A complete classification of modular compactifications of the universal Jacobian

TL;DR

This paper classifies all modular compactifications of the universal Jacobian over the moduli space of curves, providing a combinatorial parametrization and analyzing their properties and relations.

Contribution

It offers a complete classification of modular compactifications of the universal Jacobian, including a combinatorial parametrization and analysis of their moduli spaces and stability conditions.

Findings

Classified all modular compactifications of the universal Jacobian.

Provided a combinatorial parametrization using V-functions.

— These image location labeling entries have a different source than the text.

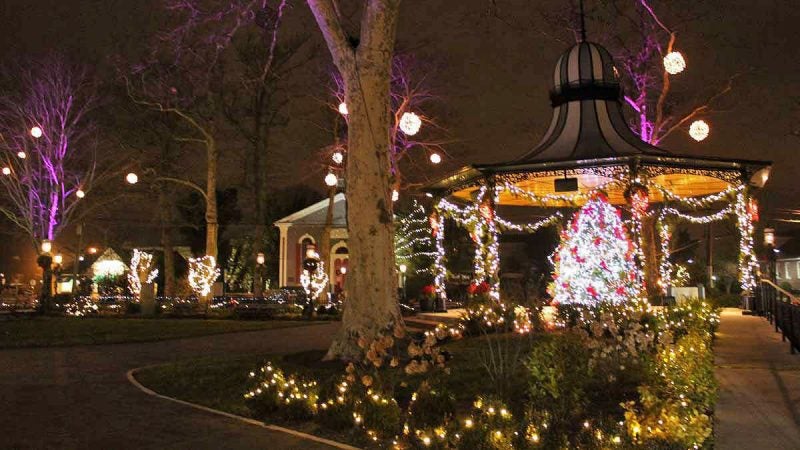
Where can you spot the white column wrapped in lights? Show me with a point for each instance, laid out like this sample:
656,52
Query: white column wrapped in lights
314,283
141,271
203,272
439,270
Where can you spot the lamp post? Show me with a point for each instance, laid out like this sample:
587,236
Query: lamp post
45,261
403,269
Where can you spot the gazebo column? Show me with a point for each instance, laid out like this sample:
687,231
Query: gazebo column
439,270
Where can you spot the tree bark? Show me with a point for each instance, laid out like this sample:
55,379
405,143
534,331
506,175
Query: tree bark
371,304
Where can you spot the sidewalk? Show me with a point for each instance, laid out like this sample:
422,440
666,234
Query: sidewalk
759,386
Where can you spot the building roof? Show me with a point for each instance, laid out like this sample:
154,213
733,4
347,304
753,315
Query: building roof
317,214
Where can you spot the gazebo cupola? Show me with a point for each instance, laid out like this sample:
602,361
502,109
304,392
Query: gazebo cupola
588,149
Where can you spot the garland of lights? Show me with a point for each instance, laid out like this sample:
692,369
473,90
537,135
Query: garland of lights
141,271
595,260
314,283
748,264
203,272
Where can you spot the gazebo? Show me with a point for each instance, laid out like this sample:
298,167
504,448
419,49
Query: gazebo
589,148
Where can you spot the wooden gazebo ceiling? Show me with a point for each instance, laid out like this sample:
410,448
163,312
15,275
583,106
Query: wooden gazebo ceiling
683,185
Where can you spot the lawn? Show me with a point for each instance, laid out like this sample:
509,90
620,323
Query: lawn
64,331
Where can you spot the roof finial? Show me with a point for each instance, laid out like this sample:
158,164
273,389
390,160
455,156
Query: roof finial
583,23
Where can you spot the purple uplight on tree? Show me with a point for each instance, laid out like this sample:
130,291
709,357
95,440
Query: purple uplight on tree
51,158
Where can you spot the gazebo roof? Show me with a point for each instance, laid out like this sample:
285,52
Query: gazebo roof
587,133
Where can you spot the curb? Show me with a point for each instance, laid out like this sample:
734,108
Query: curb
132,379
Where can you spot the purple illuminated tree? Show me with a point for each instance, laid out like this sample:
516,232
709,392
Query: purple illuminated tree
47,147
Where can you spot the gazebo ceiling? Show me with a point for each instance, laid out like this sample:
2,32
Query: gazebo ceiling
589,140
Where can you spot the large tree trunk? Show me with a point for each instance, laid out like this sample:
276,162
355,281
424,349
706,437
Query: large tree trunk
371,305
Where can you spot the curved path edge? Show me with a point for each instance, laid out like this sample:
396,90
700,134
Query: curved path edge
131,375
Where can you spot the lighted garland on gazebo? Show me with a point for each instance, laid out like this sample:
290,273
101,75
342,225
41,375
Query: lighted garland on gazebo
589,150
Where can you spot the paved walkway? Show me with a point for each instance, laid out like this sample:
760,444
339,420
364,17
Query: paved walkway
79,397
759,399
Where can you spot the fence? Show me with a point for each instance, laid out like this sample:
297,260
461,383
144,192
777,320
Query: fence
782,309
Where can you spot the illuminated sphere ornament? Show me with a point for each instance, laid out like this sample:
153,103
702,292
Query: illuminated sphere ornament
674,63
331,179
699,130
410,123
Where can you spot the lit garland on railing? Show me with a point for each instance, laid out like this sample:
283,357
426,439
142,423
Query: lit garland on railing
748,264
141,271
202,274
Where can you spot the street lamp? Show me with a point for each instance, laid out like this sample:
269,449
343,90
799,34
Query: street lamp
769,243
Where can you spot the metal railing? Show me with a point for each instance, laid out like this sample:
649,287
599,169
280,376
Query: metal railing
782,309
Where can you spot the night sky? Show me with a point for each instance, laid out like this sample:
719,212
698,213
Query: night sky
492,76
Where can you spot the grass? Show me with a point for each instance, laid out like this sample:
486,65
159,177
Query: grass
219,382
65,331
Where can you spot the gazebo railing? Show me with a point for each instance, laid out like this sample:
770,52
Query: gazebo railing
782,309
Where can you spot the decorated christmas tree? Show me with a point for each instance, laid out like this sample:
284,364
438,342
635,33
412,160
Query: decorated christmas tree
595,261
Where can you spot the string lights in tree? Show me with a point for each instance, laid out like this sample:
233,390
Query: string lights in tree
314,283
595,260
202,274
141,271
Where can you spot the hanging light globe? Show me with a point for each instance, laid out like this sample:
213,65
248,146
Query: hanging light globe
699,130
410,123
674,63
331,179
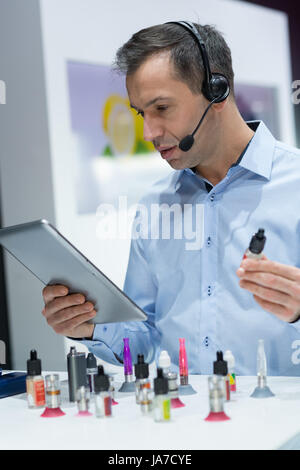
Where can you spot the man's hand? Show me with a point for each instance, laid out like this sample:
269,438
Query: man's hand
275,286
68,314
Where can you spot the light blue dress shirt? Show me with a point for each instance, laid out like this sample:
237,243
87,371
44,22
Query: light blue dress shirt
195,293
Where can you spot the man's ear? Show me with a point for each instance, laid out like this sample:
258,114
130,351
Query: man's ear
218,107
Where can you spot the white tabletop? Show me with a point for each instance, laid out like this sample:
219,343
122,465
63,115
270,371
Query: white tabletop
254,424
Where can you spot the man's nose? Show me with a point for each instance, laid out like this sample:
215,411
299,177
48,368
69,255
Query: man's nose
152,130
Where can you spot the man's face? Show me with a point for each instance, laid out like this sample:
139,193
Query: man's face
170,111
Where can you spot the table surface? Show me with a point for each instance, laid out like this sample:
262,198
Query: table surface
254,424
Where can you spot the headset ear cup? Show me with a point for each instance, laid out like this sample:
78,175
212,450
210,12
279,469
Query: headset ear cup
219,87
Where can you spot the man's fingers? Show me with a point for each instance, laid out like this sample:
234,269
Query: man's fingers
68,325
289,272
273,282
281,311
50,292
69,313
61,303
265,293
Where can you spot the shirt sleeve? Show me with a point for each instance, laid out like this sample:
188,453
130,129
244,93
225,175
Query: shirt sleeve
107,342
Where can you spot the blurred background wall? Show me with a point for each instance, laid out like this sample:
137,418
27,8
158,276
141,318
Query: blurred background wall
61,155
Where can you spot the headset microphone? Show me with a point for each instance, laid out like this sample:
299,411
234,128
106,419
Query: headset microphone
187,142
215,87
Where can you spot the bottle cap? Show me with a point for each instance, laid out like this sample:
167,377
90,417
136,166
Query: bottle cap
101,381
141,368
220,366
164,359
258,242
34,365
91,361
161,386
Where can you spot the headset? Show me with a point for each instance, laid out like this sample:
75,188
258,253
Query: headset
215,87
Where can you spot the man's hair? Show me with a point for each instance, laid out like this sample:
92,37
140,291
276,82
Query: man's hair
184,53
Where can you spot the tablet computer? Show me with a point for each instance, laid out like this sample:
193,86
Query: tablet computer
54,260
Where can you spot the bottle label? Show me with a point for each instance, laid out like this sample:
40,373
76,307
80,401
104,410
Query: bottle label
166,409
39,393
107,406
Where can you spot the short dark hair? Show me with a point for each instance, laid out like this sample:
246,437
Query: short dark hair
184,52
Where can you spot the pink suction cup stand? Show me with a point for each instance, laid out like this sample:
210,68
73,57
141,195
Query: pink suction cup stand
176,403
52,413
220,416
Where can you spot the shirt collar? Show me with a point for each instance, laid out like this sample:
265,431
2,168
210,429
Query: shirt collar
257,157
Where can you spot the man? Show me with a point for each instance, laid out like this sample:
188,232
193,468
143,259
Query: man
244,180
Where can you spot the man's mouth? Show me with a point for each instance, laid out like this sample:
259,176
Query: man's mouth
166,152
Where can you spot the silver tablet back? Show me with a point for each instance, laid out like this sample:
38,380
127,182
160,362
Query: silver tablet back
54,260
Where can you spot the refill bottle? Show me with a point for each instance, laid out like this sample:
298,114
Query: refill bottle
229,358
103,402
257,243
76,364
164,362
35,386
221,368
162,402
141,370
91,370
216,399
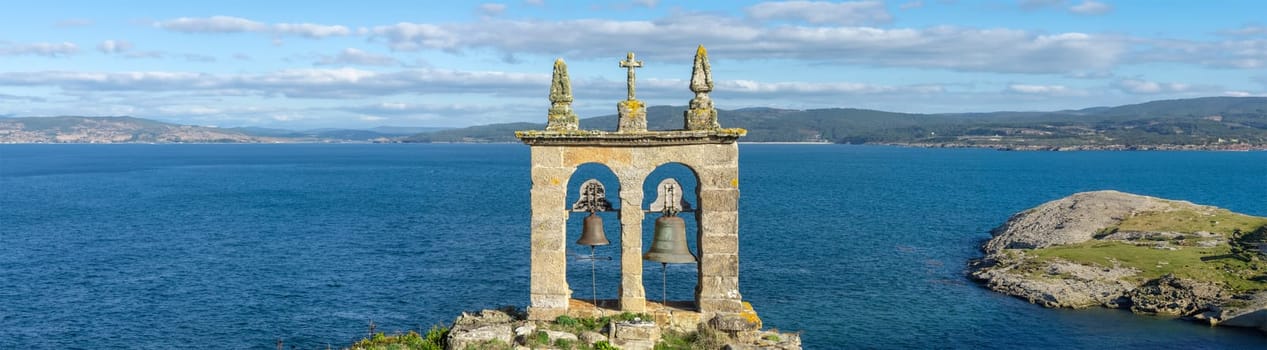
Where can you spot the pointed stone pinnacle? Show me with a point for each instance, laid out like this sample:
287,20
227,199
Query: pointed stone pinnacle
701,76
701,114
560,117
560,86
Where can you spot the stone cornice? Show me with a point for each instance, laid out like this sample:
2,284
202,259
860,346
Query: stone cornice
629,138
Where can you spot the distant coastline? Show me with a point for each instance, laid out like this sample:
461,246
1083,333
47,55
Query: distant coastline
1186,124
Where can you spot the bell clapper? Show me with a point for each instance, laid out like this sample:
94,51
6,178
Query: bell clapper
593,278
664,285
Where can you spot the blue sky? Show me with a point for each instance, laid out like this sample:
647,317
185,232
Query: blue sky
449,64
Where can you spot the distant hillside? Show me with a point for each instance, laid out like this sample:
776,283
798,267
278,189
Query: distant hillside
1187,123
110,129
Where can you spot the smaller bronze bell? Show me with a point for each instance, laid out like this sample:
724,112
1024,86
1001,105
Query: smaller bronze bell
669,244
592,232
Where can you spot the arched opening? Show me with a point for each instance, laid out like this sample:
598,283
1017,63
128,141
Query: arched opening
594,272
675,283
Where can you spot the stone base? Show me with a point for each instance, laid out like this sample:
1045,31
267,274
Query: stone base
679,315
632,116
541,313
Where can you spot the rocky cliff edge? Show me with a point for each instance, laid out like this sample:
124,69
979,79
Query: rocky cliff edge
1144,254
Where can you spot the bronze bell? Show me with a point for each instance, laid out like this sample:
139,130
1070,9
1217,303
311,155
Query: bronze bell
669,244
592,232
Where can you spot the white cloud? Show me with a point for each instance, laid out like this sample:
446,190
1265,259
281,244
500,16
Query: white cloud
311,31
1091,8
909,5
849,13
212,24
1030,89
492,9
114,46
1144,86
1234,53
646,3
51,50
938,47
352,56
233,24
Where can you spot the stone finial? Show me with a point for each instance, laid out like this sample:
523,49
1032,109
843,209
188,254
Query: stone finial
630,64
560,117
701,75
631,112
701,114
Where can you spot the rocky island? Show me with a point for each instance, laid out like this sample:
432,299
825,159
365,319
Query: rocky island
1144,254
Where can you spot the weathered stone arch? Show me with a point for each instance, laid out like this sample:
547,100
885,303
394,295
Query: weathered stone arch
716,168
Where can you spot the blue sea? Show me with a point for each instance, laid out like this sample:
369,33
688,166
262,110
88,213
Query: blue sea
238,246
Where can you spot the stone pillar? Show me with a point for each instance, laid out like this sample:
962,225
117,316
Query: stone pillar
719,233
549,265
632,293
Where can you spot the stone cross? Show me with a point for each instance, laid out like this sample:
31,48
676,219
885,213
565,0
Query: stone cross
629,64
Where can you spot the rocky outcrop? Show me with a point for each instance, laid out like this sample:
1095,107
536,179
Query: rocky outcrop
1113,249
478,331
1080,285
493,329
1176,297
1071,220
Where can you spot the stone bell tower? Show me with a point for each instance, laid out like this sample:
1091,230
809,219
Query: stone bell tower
632,152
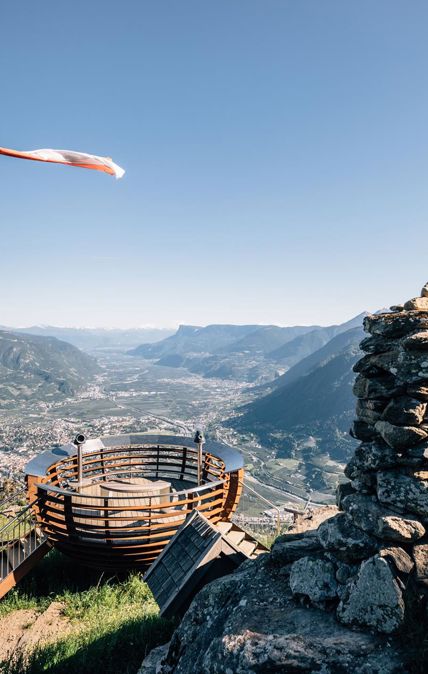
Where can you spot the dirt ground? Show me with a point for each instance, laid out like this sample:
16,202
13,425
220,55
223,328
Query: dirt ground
21,630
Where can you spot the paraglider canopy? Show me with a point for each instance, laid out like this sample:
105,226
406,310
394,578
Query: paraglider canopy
69,158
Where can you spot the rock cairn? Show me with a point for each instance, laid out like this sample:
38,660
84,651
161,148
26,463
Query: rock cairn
370,561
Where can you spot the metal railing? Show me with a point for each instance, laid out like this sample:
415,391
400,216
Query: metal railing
20,536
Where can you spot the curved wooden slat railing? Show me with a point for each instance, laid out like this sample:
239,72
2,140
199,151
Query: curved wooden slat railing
120,532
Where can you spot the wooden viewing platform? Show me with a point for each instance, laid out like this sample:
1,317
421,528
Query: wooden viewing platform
136,492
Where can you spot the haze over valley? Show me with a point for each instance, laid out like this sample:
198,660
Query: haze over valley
283,395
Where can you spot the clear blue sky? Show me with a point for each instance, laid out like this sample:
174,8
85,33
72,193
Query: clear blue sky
276,155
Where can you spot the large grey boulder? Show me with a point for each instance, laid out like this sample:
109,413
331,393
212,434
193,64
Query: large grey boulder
288,548
378,364
373,518
420,556
248,623
383,387
405,492
400,437
374,598
391,326
348,542
371,456
314,578
405,411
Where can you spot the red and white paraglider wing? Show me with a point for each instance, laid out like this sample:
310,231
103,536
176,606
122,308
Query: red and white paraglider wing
69,158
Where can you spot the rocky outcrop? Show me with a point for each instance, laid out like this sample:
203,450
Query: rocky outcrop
336,597
250,623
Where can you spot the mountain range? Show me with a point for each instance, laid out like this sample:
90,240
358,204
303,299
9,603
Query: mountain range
249,353
42,368
97,338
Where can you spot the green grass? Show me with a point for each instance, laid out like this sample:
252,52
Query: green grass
115,620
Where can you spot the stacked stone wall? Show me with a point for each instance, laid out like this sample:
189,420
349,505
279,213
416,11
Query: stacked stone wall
372,560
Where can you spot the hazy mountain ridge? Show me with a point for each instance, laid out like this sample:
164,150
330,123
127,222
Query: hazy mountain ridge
193,339
315,402
42,367
95,338
248,353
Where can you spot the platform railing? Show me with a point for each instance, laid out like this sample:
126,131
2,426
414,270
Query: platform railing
116,531
20,538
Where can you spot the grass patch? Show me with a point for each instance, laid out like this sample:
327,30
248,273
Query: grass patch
115,620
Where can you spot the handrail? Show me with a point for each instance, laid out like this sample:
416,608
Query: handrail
21,493
20,537
46,486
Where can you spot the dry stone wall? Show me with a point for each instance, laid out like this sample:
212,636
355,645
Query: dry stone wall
372,564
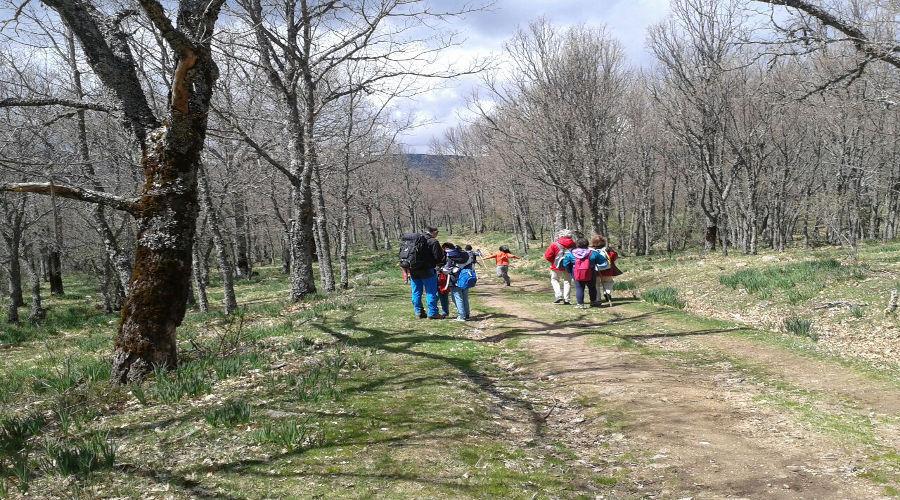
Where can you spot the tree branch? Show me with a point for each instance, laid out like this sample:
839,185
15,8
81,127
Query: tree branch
52,101
75,193
157,15
110,57
890,54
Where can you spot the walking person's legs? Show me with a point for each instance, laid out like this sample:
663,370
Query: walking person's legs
579,293
465,294
503,272
431,296
607,283
417,288
444,299
557,286
567,286
592,290
457,294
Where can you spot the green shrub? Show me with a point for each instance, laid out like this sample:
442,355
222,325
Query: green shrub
625,285
15,446
82,456
292,433
800,281
189,380
801,327
320,382
666,296
73,372
229,414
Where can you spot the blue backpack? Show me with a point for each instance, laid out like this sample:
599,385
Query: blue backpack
466,279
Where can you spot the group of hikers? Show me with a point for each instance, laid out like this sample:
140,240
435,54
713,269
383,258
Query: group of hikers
437,272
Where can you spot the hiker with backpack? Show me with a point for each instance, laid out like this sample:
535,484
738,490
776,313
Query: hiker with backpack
605,276
444,292
581,264
460,267
502,258
560,279
420,254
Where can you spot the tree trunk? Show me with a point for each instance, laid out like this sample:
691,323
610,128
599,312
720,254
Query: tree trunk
200,277
54,263
228,300
38,313
344,245
711,235
157,300
242,259
302,226
15,269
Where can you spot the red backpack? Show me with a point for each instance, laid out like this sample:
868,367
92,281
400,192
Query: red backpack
583,270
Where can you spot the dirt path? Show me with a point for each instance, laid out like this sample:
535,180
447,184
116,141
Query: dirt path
683,430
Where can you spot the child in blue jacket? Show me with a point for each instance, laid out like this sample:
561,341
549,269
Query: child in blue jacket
580,263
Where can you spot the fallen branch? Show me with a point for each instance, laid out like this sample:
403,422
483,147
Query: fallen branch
69,103
892,303
74,193
839,303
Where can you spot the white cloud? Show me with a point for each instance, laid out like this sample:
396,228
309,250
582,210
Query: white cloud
486,32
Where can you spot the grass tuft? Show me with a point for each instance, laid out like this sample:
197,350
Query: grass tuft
229,414
292,434
801,327
82,456
666,296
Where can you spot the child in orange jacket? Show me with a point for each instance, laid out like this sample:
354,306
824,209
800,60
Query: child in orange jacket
502,258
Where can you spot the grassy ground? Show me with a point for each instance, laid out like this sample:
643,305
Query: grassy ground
669,334
815,293
341,395
347,394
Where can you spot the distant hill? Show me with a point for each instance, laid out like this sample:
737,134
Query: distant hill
433,165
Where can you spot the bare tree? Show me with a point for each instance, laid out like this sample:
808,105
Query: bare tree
170,149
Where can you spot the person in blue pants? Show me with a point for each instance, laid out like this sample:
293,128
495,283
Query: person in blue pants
423,280
428,287
464,260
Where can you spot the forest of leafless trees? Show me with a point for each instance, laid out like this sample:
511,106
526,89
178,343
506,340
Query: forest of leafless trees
155,145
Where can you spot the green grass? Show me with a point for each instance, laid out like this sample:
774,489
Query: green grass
799,281
229,414
306,396
82,456
802,327
664,296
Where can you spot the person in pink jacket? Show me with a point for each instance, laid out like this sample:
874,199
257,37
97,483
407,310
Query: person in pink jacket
559,277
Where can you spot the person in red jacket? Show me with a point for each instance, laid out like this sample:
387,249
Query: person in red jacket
502,257
559,277
605,277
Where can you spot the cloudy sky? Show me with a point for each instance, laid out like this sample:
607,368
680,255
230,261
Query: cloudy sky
485,32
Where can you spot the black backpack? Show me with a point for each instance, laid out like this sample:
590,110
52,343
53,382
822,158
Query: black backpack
414,251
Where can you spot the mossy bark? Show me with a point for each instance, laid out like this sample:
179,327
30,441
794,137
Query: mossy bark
166,215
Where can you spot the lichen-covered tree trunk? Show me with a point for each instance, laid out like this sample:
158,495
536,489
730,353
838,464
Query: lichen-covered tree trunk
37,313
15,269
244,266
200,280
228,299
162,261
323,240
303,281
302,225
344,243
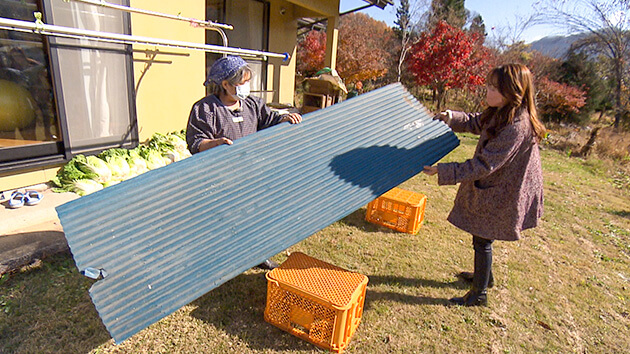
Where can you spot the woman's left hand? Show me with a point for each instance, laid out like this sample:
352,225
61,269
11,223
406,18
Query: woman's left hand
292,118
430,170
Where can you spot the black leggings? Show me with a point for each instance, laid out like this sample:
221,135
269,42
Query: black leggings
483,262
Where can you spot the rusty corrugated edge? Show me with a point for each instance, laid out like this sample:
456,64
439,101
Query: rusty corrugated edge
170,235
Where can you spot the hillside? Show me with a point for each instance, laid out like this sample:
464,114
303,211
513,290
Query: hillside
555,46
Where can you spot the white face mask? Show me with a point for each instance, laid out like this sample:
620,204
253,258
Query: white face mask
242,91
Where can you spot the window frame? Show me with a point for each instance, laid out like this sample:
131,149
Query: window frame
53,153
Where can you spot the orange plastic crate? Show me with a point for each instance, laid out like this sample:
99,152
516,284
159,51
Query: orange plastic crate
398,209
315,301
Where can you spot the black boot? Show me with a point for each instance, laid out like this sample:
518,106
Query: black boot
468,277
478,296
472,298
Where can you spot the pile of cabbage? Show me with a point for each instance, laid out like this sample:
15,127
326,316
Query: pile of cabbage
87,174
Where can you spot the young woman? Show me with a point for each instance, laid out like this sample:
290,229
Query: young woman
501,186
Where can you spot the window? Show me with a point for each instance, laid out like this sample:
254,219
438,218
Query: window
81,90
251,26
29,126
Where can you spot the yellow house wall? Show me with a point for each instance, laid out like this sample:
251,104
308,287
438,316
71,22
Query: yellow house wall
166,92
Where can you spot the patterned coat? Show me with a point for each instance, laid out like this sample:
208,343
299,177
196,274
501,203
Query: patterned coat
211,119
501,187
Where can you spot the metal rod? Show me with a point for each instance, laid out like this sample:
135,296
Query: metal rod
76,33
207,24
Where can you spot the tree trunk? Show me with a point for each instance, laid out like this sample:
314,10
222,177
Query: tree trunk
586,149
618,103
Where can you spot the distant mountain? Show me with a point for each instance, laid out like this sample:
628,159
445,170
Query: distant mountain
555,46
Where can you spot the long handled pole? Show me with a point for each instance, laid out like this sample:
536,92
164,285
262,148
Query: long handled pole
213,26
76,33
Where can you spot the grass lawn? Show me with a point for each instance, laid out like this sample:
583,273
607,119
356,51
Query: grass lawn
565,287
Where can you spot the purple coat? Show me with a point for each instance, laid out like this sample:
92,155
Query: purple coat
501,187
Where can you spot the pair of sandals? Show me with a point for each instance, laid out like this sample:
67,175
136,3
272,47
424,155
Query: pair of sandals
19,199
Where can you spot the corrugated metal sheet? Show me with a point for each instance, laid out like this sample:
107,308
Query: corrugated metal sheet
168,236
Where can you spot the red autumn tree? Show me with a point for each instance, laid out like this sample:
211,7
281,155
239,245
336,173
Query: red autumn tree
366,48
447,58
556,100
311,51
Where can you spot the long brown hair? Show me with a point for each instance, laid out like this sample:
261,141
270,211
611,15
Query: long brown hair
515,83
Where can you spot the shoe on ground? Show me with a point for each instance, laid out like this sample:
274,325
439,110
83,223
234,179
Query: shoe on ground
32,197
472,298
268,265
468,277
17,200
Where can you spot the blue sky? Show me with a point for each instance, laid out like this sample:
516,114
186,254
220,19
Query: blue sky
498,14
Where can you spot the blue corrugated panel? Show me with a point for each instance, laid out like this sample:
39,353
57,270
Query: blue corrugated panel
168,236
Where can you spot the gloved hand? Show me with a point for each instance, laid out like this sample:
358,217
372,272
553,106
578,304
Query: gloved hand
445,116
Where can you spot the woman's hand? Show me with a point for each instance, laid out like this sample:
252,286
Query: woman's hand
210,143
445,116
292,118
430,170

Showed that classical compactified Jacobians are induced by numerical polarizations.

Abstract

This is the third paper in a series, following [FPVa] and [FPVb]. We classify all modular compactifications of the universal Jacobian over $\overline{\mathcal{M}}_{g,n}$, both as stacks and as their relative good moduli spaces. Our main result gives a combinatorial parametrization of compactified universal Jacobian stacks by $V$-functions on a stability domain $\mathbb{D}_{g,n}$ of half-vine types (two-components topological types with a chosen side); under this correspondence, fine compactifications are exactly the general $V$-functions. We single out the classical compactified universal Jacobians, namely those induced by numerical polarizations (relative $\mathbb{R}$-line bundles on the universal curve $\overline{\mathcal{C}}_{g,n}/\overline{\mathcal{M}}_{g,n}$), recovering the constructions of Kass-Pagani and Melo in the fine case, and we prove that their good moduli spaces are locally projective over $\overline{\mathcal{M}}_{g,n}$. We determine when two compactified universal Jacobians are isomorphic over $\overline{\mathcal{M}}_{g,n}$ and describe a resolution of the universal family via a compactified Jacobian over $\overline{\mathcal{M}}_{g,n+1}$. Finally, we analyse the poset $\Sigma_{g,n}$ of compactified universal Jacobians, an extension of the poset of regions of the hyperplane arrangement of classical stability conditions $\mathcal{A}_{g,n}$ studied in Kass-Pagani. We prove that for $n=0$ all compactified universal Jacobians are those constructed by Caporaso. We then give an explicit description of the submaximal elements of $\Sigma_{g,n}$ for all $n$, generalizing the stability walls in the classical stability space $\mathcal{A}_{g,n}$ from Kass-Pagani's work.